If you’ve never spent time in a southwestern desert, it may seem odd that so much is made over flowing water, and you may chuckle that they call it a river when it is just a trickle of water that you can jump across or wade across without getting your socks wet. But when you become acquainted with just how dry southwestern deserts can be, and the prodigious efforts plants and animals make just to survive, you’ll no doubt join me in thinking of the Hassayampa River more in terms of a miracle.

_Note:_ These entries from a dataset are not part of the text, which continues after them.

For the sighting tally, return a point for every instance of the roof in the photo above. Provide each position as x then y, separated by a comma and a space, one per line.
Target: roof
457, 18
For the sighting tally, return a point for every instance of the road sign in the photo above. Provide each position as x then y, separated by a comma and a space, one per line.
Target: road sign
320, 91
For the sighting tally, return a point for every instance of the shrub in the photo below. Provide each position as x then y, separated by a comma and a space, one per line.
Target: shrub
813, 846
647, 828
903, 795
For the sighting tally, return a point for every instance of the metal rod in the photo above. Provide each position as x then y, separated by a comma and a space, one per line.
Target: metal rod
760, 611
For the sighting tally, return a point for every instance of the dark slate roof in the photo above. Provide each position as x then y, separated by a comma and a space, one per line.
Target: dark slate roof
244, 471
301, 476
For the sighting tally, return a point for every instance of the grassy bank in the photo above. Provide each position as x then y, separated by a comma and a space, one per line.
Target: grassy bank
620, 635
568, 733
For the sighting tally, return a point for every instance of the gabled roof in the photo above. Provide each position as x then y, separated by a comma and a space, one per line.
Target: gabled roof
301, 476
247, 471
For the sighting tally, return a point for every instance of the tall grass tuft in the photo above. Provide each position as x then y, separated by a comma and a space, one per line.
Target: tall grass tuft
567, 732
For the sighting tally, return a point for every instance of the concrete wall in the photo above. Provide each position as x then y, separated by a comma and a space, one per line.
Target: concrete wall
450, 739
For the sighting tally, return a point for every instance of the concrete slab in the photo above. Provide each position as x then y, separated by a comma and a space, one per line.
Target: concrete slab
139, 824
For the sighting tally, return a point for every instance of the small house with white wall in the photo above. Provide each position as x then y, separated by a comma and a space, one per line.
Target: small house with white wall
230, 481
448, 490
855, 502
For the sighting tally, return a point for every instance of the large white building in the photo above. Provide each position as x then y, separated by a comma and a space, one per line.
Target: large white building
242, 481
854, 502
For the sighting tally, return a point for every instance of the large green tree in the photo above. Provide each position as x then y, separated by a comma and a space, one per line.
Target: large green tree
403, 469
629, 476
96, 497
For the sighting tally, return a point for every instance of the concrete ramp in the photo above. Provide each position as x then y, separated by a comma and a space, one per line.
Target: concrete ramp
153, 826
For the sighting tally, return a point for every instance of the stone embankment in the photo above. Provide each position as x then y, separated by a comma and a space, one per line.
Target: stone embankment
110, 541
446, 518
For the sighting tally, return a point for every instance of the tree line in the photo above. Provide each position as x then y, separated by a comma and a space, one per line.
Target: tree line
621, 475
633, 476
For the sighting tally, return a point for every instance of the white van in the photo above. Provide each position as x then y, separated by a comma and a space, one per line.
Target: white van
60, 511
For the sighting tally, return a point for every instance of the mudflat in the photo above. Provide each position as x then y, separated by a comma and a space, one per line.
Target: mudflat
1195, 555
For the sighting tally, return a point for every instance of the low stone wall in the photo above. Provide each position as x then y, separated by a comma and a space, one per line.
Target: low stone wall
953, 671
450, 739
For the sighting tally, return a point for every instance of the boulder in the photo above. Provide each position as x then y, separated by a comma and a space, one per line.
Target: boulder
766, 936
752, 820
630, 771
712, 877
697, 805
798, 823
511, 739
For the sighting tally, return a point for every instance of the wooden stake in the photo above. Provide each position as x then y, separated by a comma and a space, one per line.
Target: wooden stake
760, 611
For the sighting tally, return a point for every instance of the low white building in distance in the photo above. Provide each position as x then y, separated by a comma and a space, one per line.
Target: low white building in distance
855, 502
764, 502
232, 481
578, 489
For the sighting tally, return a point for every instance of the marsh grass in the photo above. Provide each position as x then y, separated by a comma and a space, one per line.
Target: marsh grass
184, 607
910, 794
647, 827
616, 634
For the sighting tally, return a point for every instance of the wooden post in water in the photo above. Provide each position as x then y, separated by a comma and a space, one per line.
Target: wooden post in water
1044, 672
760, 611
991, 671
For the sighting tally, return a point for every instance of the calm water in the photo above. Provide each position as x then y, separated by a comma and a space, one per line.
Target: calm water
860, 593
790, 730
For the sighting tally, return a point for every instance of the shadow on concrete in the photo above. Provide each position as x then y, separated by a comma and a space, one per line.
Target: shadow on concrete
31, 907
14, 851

The best times to visit the Hassayampa River Preserve are the times RVers are most likely to be in Arizona: fall, winter and spring. Fall and spring are best because in addition to Southwestern resident birds, many other species migrate through. Early summer can be hot, but that’s also when you are most likely to see such delightful treats as hooded orioles and summer tanagers. While you can’t take your rig into the preserve (there simply isn’t room in the parking area for big rigs), the nearby town of Wickenburg has three RV parks. Escapees can make use of North Ranch in Congress, about 15 miles from the preserve.
If you are new to birding or even if you are an old pro with a life list in the stratosphere, you will find the Hassayampa River Preserve to be a wonderful place to bird. And if your significant other can’t be bothered by our fine-feathered friends, there’s still plenty to see and do at the preserve.
Gerald C. Hammon is a writer and full-time RVer.
If You Go
The Hassayampa River Preserve is located on U.S. Highway 60 approximately three miles south of Wickenburg, Arizona. The entrance is at the 114-mile marker on that highway. A large AMBER Alert sign is on the northbound side of the divided highway close to the entrance.
The preserve is open from 8 a.m. to 5 p.m. Wednesday through Sunday fall, winter and spring. Trails close at 4:30 p.m. Summer days and hours may vary. Call (928) 684-2772 for information.
Entrance fees are $5; under 12 free. Members of The Nature Conservancy are admitted for $3.
Wickenburg is roughly an hour’s drive from Phoenix on U.S. 60. RV parks include Desert Cypress RV & MH Park (866-765-8650), Horsepitality RV Park (928-684-2519) and Palm Drive RV & MH Park (928-684-2376.)